First, there is a critical difference in the factors underlying tensions between China and the US today and those that precipitated the 20 thcentury Cold War. In the late 1940s, there was no meaningful trade or investment between the US and the Soviet Union that could give rise to frictions. The primary driver of the Cold War was ideological, whereas financial factors have played a major role in stoking current Sino-US tensions. While it is undeniable that there are significant ideological differences between China and the US, far from seeking the overthrow of global capitalism, China has adopted significant aspects of the capitalist economic model and, although it has not fully embraced America's brand of free market ideology, it is today no more socialist than a great many European social democracies. These hardly present a threat to America's capitalist way of life.
Second, the Cold War was characterised to a great extent by strategic disengagement between the two principal protagonists, as both worked in parallel to demonstrate the superiority of their respective economic models.
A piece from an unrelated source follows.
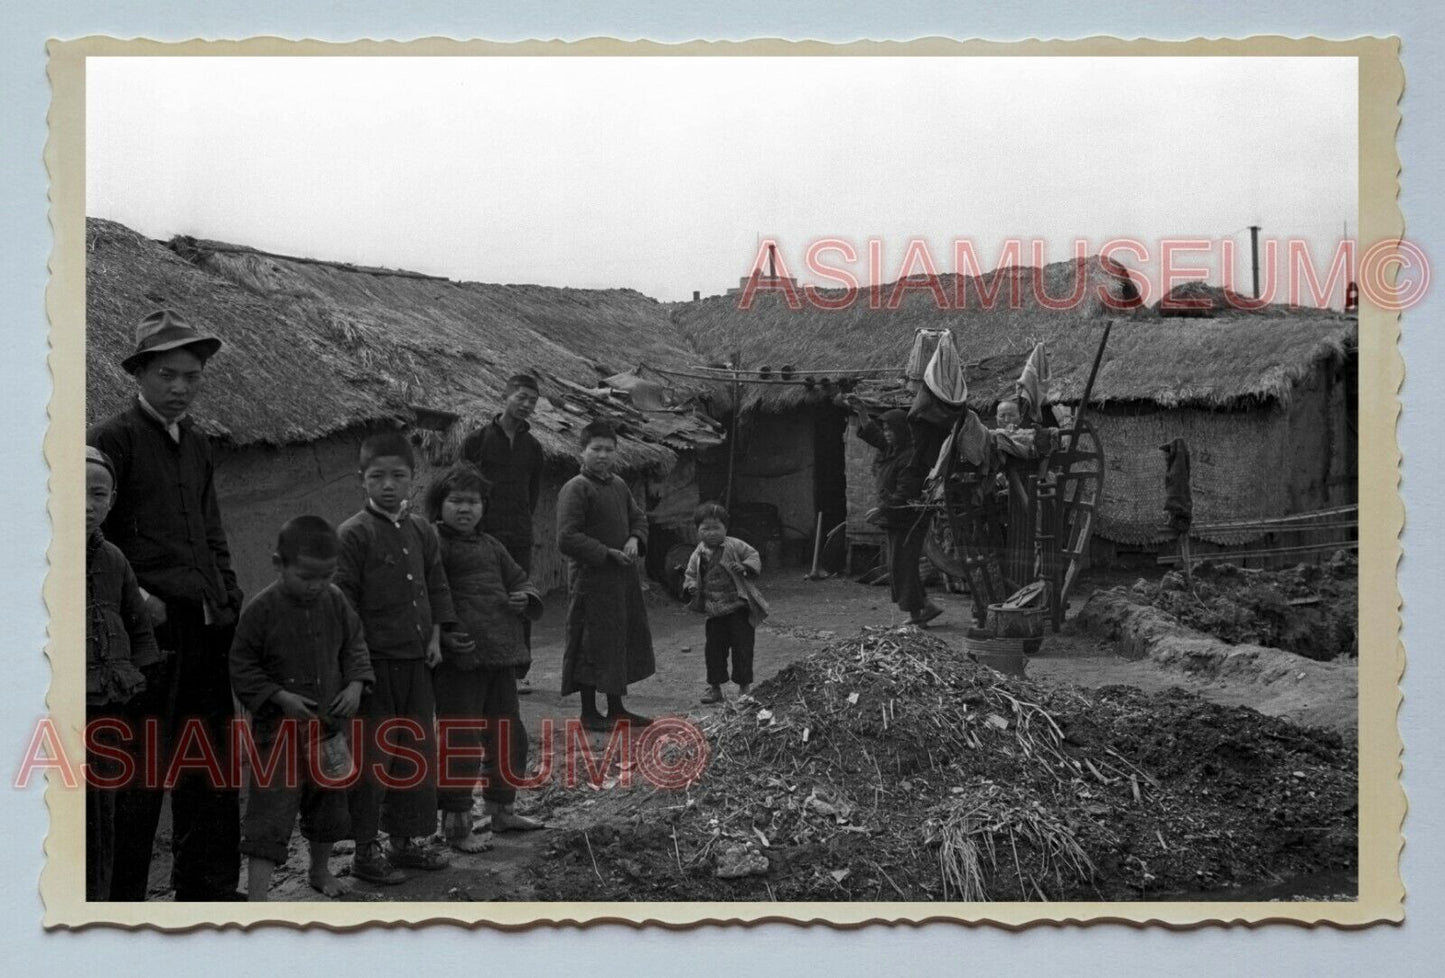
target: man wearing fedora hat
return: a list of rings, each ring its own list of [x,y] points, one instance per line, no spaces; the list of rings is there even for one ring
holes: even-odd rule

Since there was virtually no economic relationship to begin with, there was little to lose. In contrast, given the high level of economic interdependence between China and America today, disengagement – or ‘decoupling’, as some would have it – would be highly damaging to both nations’ prosperity. That is even if complete disengagement were actually possible. Globalisation has interwoven and integrated economies and supply chains around the world to an extent that would make a decoupling between China and the US not only economically damaging but also quite likely to lead to a cascading set of conflicts with other countries. Australia, against which America runs balance of payments surpluses, can afford to pay for US imports due, in large part, to the surpluses it runs versus China. 21 Ironically, therefore, Sino-US disengagement could compound existing economic stresses and elevate the risk of hostilities ratcheting up.
Third, to the extent that a state of ‘Cold War’ exists today, it is hardly ‘new’. A central theme of this book is that widening wealth and income inequality in both countries has been a major factor underlying current Sino-US tensions. At the root of rising inequality are the cumulative imbalances created by the structure of the global financial system and national economic policies, which have built up over many decades. That is not to say that there are not other sources of tensions between the two countries. Great Power relations are inextricably tied to historical contexts and are influenced by numerous internal and external factors, as well as the characters of political leaders. Some focus on a schism between America's liberal democracy and China's one-party state. However, while this difference in political models is a determinant of how the two societies individually operate and can be mobilised, it is not in itself an inherent source of conflict. Instead, throughout the history of human civilisation, the division of material wealth and resources between and within societies has repeatedly been found at the heart of major clashes, and this is the dimension of Sino-US relations on which this book is focused.